Noise regions with $A = 0.75$

(1)  The volume of the 2D PDF must give $p_n(x, y) =1$, that is:

$$2A \cdot 2A \cdot K = 1 \hspace{0.3cm}\Rightarrow \hspace{0.3cm} K = \frac{1}{4A^2}\hspace{0.05cm}.$$
  • With $A = 0.75$   ⇒   $2A = 3/2$, we get $K = 4/9 \ \underline {=0.444}$.


(2)  In the accompanying graph, the noise component $\boldsymbol{n}$ is plotted by the squares of edge length $1.5$ around the 2D signal space points $\boldsymbol{s}_i$.

  • It can be seen that no decision boundary is exceeded by noise components.
  • It follows:  The symbol error probability is $p_{\rm S}\ \underline { \equiv 0}$ under the conditions given here.

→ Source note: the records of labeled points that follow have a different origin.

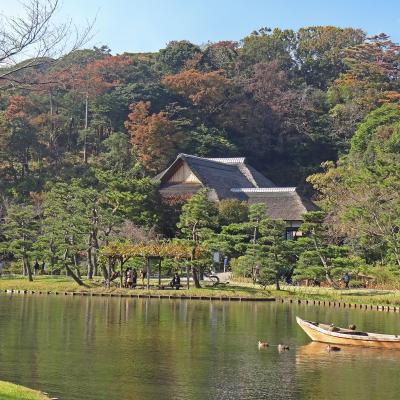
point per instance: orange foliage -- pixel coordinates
(151, 249)
(18, 106)
(153, 136)
(205, 89)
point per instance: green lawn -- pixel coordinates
(9, 391)
(233, 289)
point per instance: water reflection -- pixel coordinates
(122, 348)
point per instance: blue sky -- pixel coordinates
(147, 25)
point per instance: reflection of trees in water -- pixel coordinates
(354, 372)
(101, 348)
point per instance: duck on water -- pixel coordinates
(335, 335)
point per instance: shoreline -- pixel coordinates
(311, 302)
(13, 391)
(387, 300)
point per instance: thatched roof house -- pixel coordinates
(232, 178)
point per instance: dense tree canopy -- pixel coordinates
(81, 139)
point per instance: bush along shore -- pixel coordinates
(10, 391)
(233, 290)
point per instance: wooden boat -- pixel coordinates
(319, 351)
(330, 334)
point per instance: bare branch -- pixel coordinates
(34, 37)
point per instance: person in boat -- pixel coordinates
(176, 281)
(346, 280)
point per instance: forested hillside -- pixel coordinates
(83, 136)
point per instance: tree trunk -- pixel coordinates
(28, 270)
(196, 278)
(86, 126)
(73, 276)
(121, 277)
(89, 263)
(194, 270)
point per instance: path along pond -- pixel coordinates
(88, 348)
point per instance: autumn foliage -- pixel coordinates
(153, 136)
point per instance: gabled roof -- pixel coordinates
(234, 178)
(220, 174)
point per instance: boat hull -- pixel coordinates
(321, 335)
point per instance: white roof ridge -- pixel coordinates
(263, 190)
(227, 160)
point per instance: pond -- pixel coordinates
(144, 349)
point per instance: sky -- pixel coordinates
(148, 25)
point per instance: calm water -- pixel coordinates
(127, 349)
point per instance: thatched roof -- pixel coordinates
(220, 174)
(282, 203)
(234, 178)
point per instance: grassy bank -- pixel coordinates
(234, 289)
(9, 391)
(65, 284)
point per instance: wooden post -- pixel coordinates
(148, 272)
(159, 273)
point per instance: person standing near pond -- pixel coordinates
(129, 278)
(142, 276)
(176, 281)
(36, 267)
(134, 277)
(346, 280)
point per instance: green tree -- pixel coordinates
(20, 230)
(198, 214)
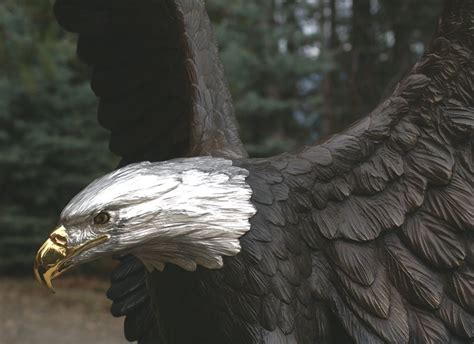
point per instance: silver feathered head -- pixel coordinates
(187, 211)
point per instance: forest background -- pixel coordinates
(297, 70)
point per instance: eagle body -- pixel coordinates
(365, 237)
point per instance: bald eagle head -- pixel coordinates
(187, 212)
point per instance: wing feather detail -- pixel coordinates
(390, 212)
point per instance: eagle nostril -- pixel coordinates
(58, 239)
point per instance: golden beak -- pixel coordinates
(54, 256)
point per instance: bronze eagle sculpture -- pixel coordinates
(366, 237)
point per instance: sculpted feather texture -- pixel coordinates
(187, 211)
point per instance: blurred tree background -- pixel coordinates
(298, 70)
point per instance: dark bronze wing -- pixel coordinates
(387, 206)
(162, 95)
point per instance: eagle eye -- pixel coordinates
(101, 218)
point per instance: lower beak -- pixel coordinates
(54, 256)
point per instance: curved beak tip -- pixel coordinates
(50, 257)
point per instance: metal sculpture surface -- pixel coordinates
(366, 237)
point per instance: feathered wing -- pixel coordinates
(391, 203)
(156, 70)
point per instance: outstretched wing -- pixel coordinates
(391, 203)
(156, 70)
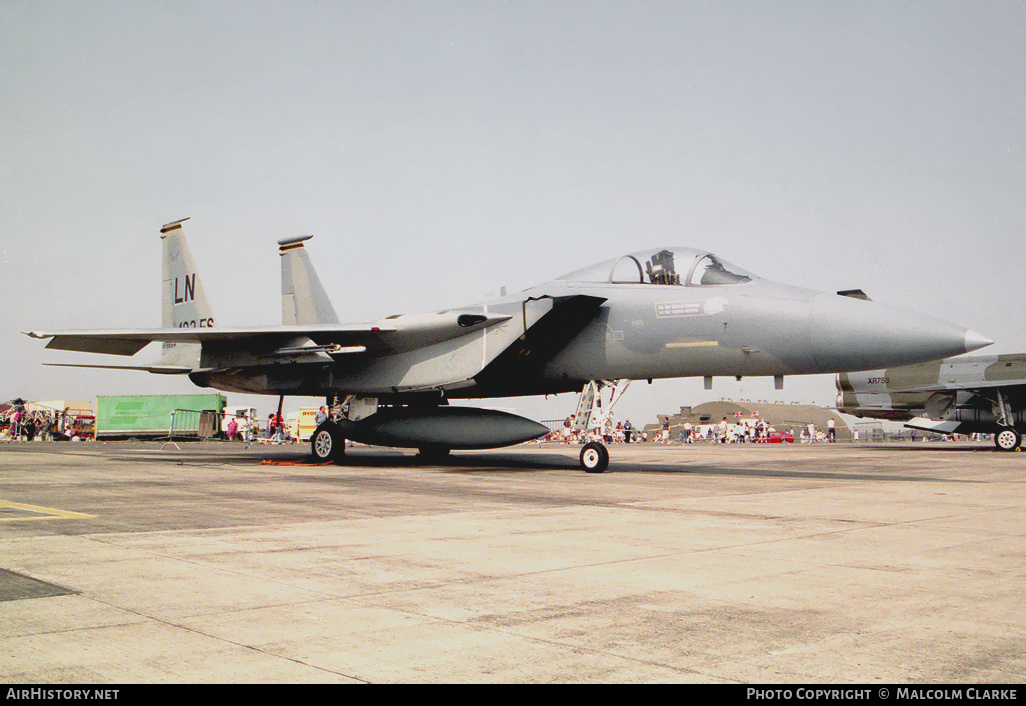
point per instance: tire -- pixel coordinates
(327, 443)
(594, 458)
(1008, 439)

(3)  Statements 2 and 4 are correct, as can be seen from the graph below:

  • The message $m_2$ cannot be falsified because the square around $\boldsymbol{s}_2$ lies entirely in the lower right quadrant and thus in the decision area $I_2$.
  • Likewise, $m_2$ was sent with certainty if the received value lies in decision area $I_2$.
    The reason: none of the squares around $\boldsymbol{s}_0$ and $\boldsymbol{s}_1$ extends into the area $I_2$.
  • $m_0$ can only be falsified to $m_1$. The (conditional) falsification probability is equal to the ratio of the areas of the yellow triangle (area $1/16$) and the square (area 4):
Noise regions with A = 1
$${\rm Pr}({ \cal E}\hspace{0.05cm}|\hspace{0.05cm} m_0 ) = \frac{1/2 \cdot 1/2 \cdot 1/4}{4}= {1}/{64} \hspace{0.05cm}.$$
  • For symmetry reasons, equally:
$${\rm Pr}({ \cal E}\hspace{0.05cm}|\hspace{0.05cm} m_1 ) = {\rm Pr}({ \cal E}\hspace{0.05cm}|\hspace{0.05cm} m_0 )={1}/{64} \hspace{0.05cm}. $$


(4)  For equal probability symbols, we obtain for the (average) error probability:

$$p_{\rm S} = {\rm Pr}({ \cal E} ) = {1}/{3} \cdot \big [{\rm Pr}({ \cal E}\hspace{0.05cm}|\hspace{0.05cm} m_0 ) + {\rm Pr}({ \cal E}\hspace{0.05cm}|\hspace{0.05cm} m_1 )+{\rm Pr}({ \cal E}\hspace{0.05cm}|\hspace{0.05cm} m_2 )\big ]$$
$$ \Rightarrow \hspace{0.3cm} p_{\rm S} = {\rm Pr}({ \cal E} ) = {1}/{3} \cdot \left [{1}/{64} + {1}/{64} + 0 )\right ]= \frac{2}{3 \cdot 64} = {1}/{96}\hspace{0.1cm}\hspace{0.15cm}\underline {\approx 1.04 \%} \hspace{0.05cm}.$$


(5)  Now we obtain a smaller average error probability, viz.

$$p_{\rm S} = {\rm Pr}({ \cal E} ) = {1}/{4} \cdot {1}/{64} + {1}/{4} \cdot {1}/{64}+ {1}/{2} \cdot0 = {1}/{128}\hspace{0.1cm}\hspace{0.15cm}\underline {\approx 0.78 \% } \hspace{0.05cm}. $$


(6)  Correct is YES:

  • For example,     $I_1$: first quadrant,     $I_0$: second quadrant,     $I_2 \text{:} \ y < 0$     would give zero error probability.
  • This means that the given bounds are optimal only in the case of circularly symmetric PDF of the noise, for example, the AWGN channel.